Excavation of the Anadoluvius turkae fossil, a significantly well-preserved partial cranium uncovered at the Çorakyerler fossil site in Türkiye in 2015. The fossil includes most of the facial structure and the front part of the brain case.

Photo credit: Ayla Sevim-Erol.

Our findings further suggest that hominines not only evolved in western and central Europe but spent over five million years evolving there and spreading to the eastern Mediterranean before eventually dispersing into Africa, probably as a consequence of changing environments and diminishing forests. The members of this radiation to which Anadoluvius belongs are currently only identified in Europe and Anatolia.

Professor David Burgun, co-corresponding author
Department of Anthropology
Faculty of Arts & Science. Toronto University, Toronto, Canada.
The conclusion is based on analysis of a significantly well-preserved partial cranium uncovered at the site in 2015, which includes most of the facial structure and the front part of the brain case.

The completeness of the fossil allowed us to do a broader and more detailed analysis using many characters and attributes that are coded into a program designed to calculate evolutionary relationships. The face is mostly complete, after applying mirror imaging. The new part is the forehead, with bone preserved to about the crown of the cranium. Previously described fossils do not have this much of the brain case.

Professor David Burgun.
Çorakyerler excavation site. This vertebrate fossil settlement near Çankırı, Türkiye, is one of the most important humanoid settlements in Eurasia. As a result of nearly 20 years of excavations, Çorakyerlar has taken its place among the important Late Miocene reference localities of Anatolia and Europe with 8 mammalian orders, more than 10 families and 43 species.

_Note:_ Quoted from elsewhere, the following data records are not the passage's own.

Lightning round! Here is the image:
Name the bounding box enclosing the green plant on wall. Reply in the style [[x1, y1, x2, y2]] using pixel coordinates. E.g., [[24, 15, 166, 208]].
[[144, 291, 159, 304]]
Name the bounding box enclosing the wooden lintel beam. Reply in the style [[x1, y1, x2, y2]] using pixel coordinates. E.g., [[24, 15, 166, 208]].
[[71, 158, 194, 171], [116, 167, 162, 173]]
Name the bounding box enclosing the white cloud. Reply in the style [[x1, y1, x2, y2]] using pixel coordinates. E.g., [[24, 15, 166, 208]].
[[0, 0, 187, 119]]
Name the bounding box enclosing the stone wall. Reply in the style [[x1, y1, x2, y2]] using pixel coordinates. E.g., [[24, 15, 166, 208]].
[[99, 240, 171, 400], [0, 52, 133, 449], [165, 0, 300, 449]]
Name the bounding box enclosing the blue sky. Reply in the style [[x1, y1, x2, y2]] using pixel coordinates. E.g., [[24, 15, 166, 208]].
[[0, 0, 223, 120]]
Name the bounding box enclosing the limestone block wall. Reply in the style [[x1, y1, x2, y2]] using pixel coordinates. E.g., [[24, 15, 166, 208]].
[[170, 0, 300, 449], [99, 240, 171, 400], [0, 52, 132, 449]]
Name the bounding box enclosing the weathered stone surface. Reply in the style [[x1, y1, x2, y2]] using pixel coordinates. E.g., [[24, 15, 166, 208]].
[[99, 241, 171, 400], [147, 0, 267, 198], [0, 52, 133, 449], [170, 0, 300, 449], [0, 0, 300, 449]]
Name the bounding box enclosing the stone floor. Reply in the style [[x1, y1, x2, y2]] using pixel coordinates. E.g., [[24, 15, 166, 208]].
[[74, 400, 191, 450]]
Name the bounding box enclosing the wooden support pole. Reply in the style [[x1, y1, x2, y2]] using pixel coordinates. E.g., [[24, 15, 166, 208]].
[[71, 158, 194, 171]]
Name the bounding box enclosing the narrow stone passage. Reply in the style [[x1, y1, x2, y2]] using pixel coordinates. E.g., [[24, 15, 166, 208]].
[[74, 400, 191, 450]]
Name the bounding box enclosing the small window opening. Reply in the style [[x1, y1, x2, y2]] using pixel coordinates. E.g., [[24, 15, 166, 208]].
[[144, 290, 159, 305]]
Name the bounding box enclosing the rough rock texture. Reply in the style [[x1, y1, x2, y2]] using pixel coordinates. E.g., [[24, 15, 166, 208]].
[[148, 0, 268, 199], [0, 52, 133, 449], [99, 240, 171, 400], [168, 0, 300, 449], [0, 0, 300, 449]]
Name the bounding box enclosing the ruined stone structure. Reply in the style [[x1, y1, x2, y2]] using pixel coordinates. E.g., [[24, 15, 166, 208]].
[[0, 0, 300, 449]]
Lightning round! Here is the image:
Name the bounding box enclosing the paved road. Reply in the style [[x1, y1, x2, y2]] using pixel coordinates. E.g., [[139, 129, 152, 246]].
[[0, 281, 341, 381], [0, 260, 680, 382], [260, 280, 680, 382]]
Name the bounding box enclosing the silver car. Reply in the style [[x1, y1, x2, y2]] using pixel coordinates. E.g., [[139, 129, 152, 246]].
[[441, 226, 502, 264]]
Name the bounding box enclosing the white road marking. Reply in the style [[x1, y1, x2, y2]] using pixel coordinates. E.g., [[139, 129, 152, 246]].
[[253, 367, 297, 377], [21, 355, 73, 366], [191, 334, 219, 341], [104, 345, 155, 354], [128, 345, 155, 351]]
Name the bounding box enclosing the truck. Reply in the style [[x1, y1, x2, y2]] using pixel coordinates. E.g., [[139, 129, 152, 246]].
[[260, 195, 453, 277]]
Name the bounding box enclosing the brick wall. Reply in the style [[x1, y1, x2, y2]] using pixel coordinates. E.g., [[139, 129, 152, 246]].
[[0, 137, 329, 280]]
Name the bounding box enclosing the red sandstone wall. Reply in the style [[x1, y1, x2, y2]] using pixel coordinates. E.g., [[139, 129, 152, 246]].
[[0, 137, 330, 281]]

Photo credit: Ayla Sevim-Erol.
The researchers say Anadoluvius was about the size of a large male chimpanzee (50-60 kg) — very large for a chimp and close to the average size of a female gorilla (75-80 kg) — lived in a dry forest setting, and probably spent a great deal of time on the ground.

We have no limb bones but judging from its jaws and teeth, the animals found alongside it, and the geological indicators of the environment, Anadoluvius probably lived in relatively open conditions, unlike the forest settings of living great apes. More like what we think the environments of early humans in Africa were like. The powerful jaws and large, thickly enameled teeth suggest a diet including hard or tough food items from terrestrial sources such as roots and rhizomes.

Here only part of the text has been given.